Data hk refers to any information that identifies an individual, whether directly or indirectly gathered, which can be used to uniquely identify them. Such data may be collected either directly or indirectly and stored in an accessible format; however, certain restrictions and limits have been placed upon its usage including right to privacy protection, the need to disclose purpose/intent of collecting, as well as seeking consent before using such information; these safeguards aim at protecting individuals from unwarranted and unauthorised collection of personal data.
The PCPD stipulates that data users must provide data subjects with a personal information collection statement (PICS) before the date of initial collection of their information. The PICS should outline both purposes for which it will be used and any classes of persons it could be transferred to; additionally, this statement must be given before data users transfer or use collected information for new purposes.
Apart from that, the PDPO requires data users to comply with access requests within 30 days after receipt. This provision should be kept in mind as it means being prepared to respond quickly to any data subjects who submit requests – be they written or verbal requests.
Hong Kong, one of Asia’s financial hubs and boasting an active business environment, will remain one of the highest demand cities for data center space in terms of demand. This demand will only grow further with its strategic location as an entryway into China and other markets across Asia and the region; therefore it is imperative that Hong Kong’s PDPO reflects this growing need.
Though some minor amendments to the PDPO have been made, they do not address significant shifts in data governance needs and requirements. To keep pace with global developments, the PDPO must be revised so as to meet both business expectations as well as those from society at large.

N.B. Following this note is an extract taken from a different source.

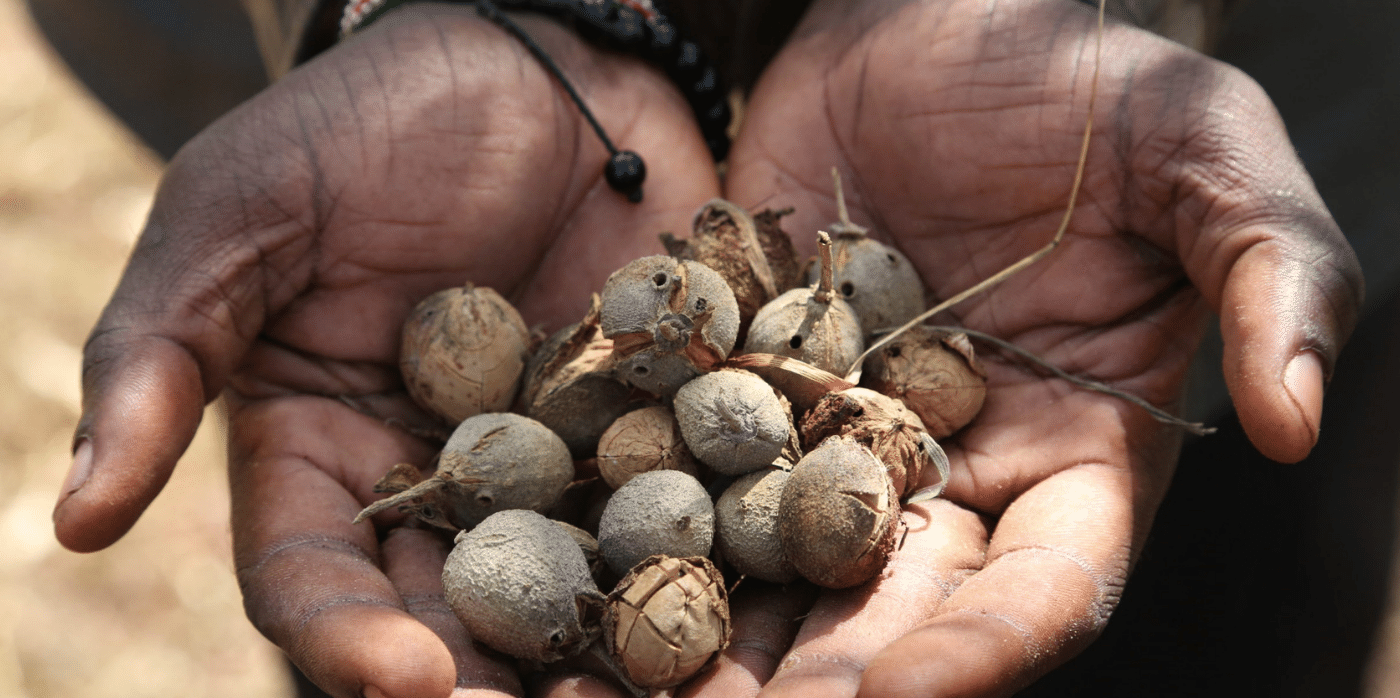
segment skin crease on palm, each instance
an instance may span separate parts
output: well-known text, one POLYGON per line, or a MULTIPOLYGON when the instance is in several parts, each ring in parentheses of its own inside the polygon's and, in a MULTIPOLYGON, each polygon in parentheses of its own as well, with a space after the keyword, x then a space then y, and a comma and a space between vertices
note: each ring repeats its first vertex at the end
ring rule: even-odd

Start off right by creating both a vision and business case for data governance. Your vision should outline your broad strategic objective, while your business case should outline all the people (roles), technologies, and processes required for your governance program. The business case will help you articulate specific, measurable data governance goals and demonstrate their return on investment for your organization. Furthermore, it serves as an excellent means of tracking progress while setting new improvement targets. Accomplishing these goals will enable you to continuously adapt your data governance framework and bring it in line with your overall business objectives. Doing this will give you access to data necessary for meeting regulatory requirements as well as improving business performance – ultimately leading to innovation and competitive advantage for your company.